· Cité du Vatican ·

FEMMES EGLISE MONDE

LesIdées

Mères, si lointaines
si proches

 Madri, così lontane così vicine  DCM-011
02 décembre 2023

La photo de Fati et Marie gisant sans vie dans le sable a fait le tour du monde. Mère et fille mortes de soif et de privations dans le désert entre la Tunisie et la Libye. Un désert que la journaliste marocaine Karima Moual a décrit comme « un front de guerre sans bombes, une fosse commune à l'égal de la mer Méditerranée ».

Fati, à qui l'écrivaine et poète Maria Grazia Calandrone dédie un poème, publié pour la première fois dans Donne Chiesa Mondo, n'est qu'un des visages de la « maternité migrante », des mères victimes de l'émigration. Elles affrontent la mer et le désert, la persécution et les camps de détention, la faim et la soif, les dangers que représentent les hommes et la nature, poussées par la volonté de donner à leurs enfants une vie meilleure.

De nombreuses mères migrantes seraient probablement restées attachées à leur destin s'il n'y avait pas eu un élan de la tête et du cœur. Si l'avenir de leurs enfants ne les avait pas convaincues de quitter leurs piètres sécurités.  Il s'agit d'une situation très répandue : les statistiques nous apprennent que les femmes migrantes, contrairement au passé, sont plus nombreuses que les hommes.

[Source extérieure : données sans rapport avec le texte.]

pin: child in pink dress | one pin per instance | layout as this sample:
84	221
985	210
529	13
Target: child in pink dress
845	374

Mais lorsque nous parlons de « maternités migrantes », nous ne nous référons pas seulement à elles.  La douleur et la souffrance dévastatrices de la migration se manifestent également sous d'autres formes. 

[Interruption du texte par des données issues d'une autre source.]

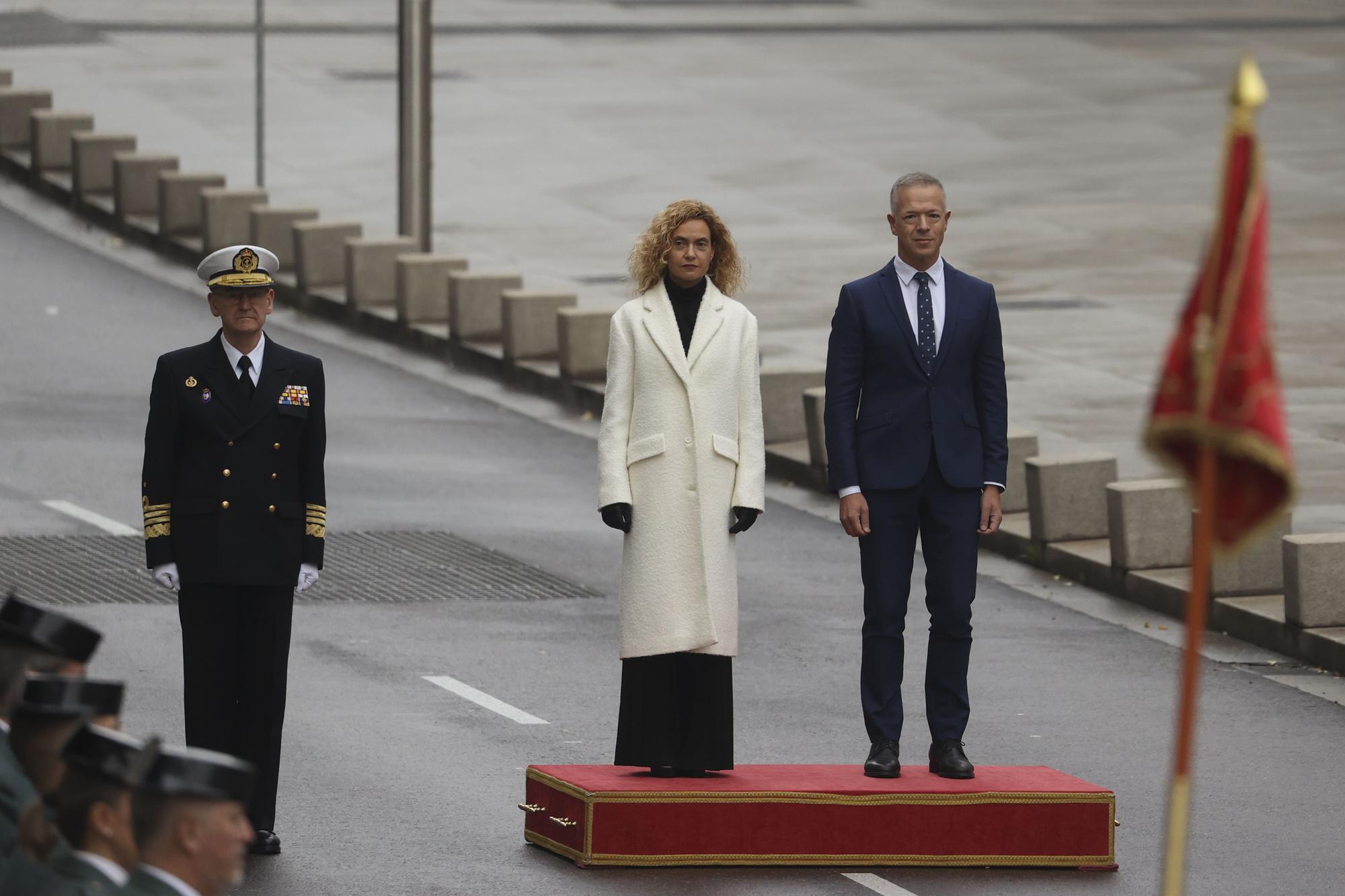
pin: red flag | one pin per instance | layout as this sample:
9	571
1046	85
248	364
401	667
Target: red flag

La « maternité migrante », c’est aussi celle des mères qui ne suivent pas leurs enfants, abandonnées par eux à la recherche d'un avenir meilleur. Des mères qui restent chez elles, mais privées de l'amour et de la protection de ceux qu'elles ont mis au monde. Assaillies par la douleur de ne pas savoir et d'imaginer le pire : leurs enfants vaincus par le sable du désert ou engloutis par les vagues d'une mer ennemie, jamais arrivés à destination.

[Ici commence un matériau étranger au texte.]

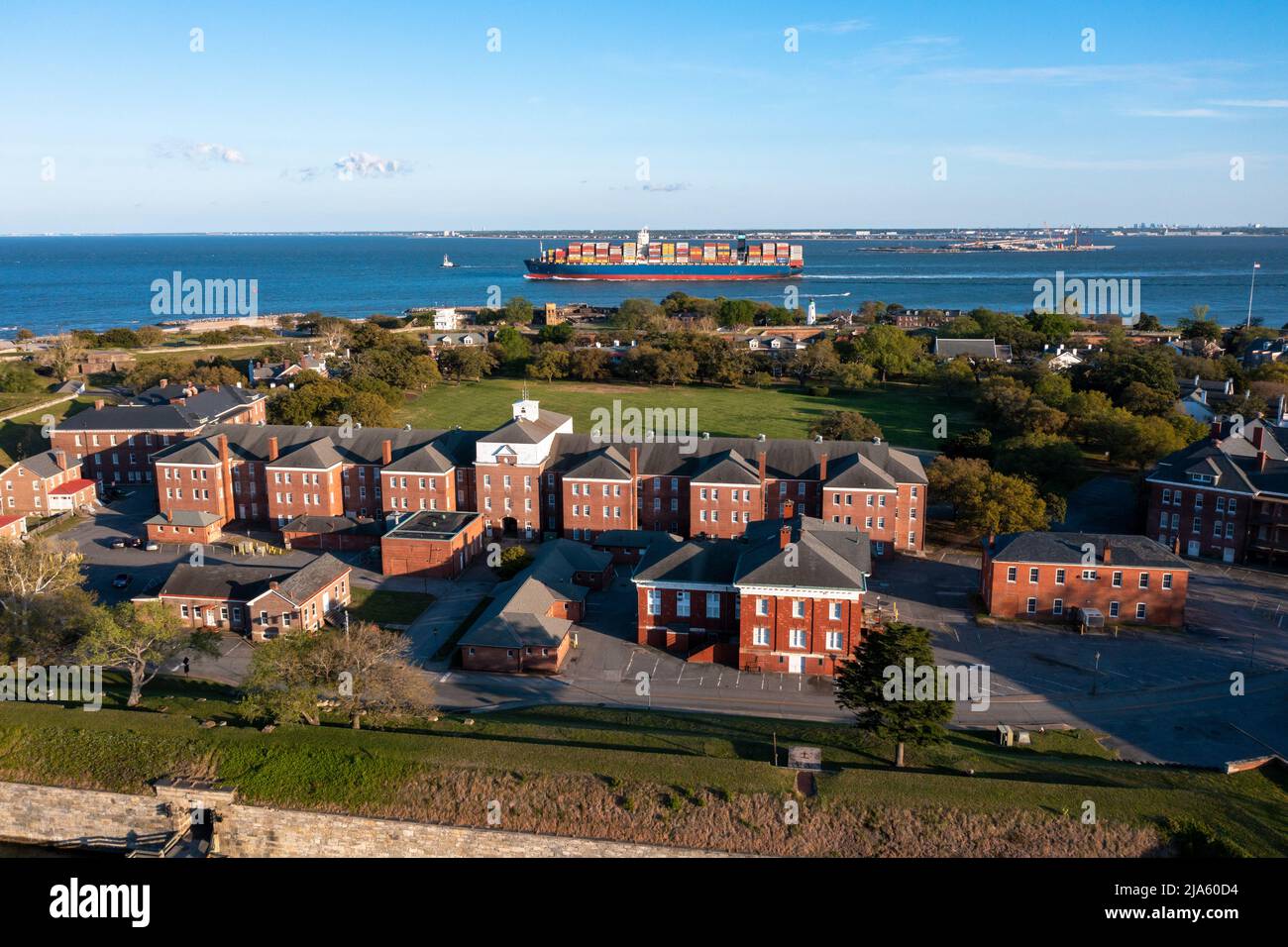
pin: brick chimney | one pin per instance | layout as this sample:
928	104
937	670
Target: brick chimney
634	505
226	478
764	499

Des mères abandonnées et endeuillées comme celle d'Amadou qui a quitté le Mali à l'âge de 15 ans et a débarqué en Sicile après avoir traversé le Niger et la Libye. Son histoire est racontée dans le livre Anche Superman era un rifugiato (Même Superman était un réfugié) publié par Bur et édité par Igiaba Scego et Unhcr Piemonte. La mère d'Amadou, qui n'a pas eu de ses nouvelles depuis des années, lui répond lorsqu'il l'appelle : « Laissez-moi en paix, mon fils est mort ». Le garçon raconte : « J'ai peiné pour lui faire comprendre que c'était moi, que j'étais Amadou. Je lui ai raconté des détails de ma vie et de notre vie que je suis le seul à connaître. Elle a alors éclaté en larmes ».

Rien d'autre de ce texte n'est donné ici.